The case manager should discuss the expected length of stay, the status of the discharge plan, any barriers to discharge, or reimbursement issues, Cesta says.
Explain what medical milestones the patient needs to reach for discharge, and what details in the discharge plan need to be completed, Maslan adds.
“Because advocacy is the care manager’s primary ethical obligation, multidisciplinary rounds are the best venue to discuss resource utilization and make sure the team avoids placing the patient/family in any clinical or financial risk,” says Stefani Daniels, RN, MSNA, CMAC, ACM, founder and managing partner of Phoenix Medical Management, a Pompano Beach, FL, hospital case management advisory firm.
Discuss whether the test or procedure being ordered by the physician is appropriate for this patient, and whether it reflects the patient’s or family members’ preference, Daniels advises.
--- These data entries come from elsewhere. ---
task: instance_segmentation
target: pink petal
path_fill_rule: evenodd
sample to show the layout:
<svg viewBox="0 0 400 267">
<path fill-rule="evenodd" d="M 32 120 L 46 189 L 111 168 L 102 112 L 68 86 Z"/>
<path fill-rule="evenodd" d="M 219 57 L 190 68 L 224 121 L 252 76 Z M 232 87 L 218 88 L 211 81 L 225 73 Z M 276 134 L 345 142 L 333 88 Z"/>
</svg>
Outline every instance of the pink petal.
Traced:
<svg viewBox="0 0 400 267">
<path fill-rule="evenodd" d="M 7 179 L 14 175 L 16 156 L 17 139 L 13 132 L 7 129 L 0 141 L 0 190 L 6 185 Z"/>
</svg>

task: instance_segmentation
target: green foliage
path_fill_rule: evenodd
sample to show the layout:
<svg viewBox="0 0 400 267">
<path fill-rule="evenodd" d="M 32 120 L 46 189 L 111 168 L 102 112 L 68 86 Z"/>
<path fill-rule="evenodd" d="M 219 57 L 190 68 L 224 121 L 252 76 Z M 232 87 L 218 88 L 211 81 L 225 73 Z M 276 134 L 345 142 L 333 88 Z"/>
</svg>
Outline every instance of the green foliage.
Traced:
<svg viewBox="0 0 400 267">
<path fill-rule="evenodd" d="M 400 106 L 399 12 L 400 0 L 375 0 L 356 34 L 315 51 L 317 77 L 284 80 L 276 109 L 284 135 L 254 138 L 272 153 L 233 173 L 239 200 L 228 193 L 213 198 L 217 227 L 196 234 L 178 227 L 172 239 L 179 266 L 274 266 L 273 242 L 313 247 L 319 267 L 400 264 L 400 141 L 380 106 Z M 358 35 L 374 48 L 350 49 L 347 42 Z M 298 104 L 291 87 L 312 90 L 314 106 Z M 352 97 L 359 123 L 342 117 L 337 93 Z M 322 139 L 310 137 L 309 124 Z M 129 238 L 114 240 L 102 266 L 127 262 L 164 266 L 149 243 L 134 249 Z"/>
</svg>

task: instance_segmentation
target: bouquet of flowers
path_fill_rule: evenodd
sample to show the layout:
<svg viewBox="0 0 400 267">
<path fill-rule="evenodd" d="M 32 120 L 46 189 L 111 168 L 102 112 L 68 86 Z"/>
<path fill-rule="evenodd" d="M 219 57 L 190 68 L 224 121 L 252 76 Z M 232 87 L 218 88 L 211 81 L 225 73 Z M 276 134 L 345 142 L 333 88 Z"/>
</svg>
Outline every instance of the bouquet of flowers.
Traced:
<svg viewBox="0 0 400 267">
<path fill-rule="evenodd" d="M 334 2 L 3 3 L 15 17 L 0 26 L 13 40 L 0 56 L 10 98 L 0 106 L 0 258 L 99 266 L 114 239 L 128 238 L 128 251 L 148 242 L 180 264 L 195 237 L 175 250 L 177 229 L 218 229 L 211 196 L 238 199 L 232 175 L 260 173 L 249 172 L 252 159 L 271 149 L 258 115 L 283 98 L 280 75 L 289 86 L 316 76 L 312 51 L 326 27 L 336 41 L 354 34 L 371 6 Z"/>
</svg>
Is it excessive, wasteful, duplicative, or potentially harmful? Does the patient have the resources to pay for it?
“Not only is this a ‘best practice’ for care coordination, it also helps team members start thinking in terms of patient advocacy,” Daniels adds.
Keep a list of tasks to be completed, and follow up, Cesta says.
Rounds should last no longer than one to two minutes per patient, Maslan says. “If the team doesn’t have a structure, the rounds will last a long time. Clinicians are so busy. If they don’t find the rounds helpful, they’ll find reasons not to show up and a key member of the team will be missing,” she says.
Don’t forget to review your progress, Cesta advises. Outcomes to measure include reduction in length of stay, reduction in ICU stays, lower morbidity and mortality, and increase in patient and staff satisfaction.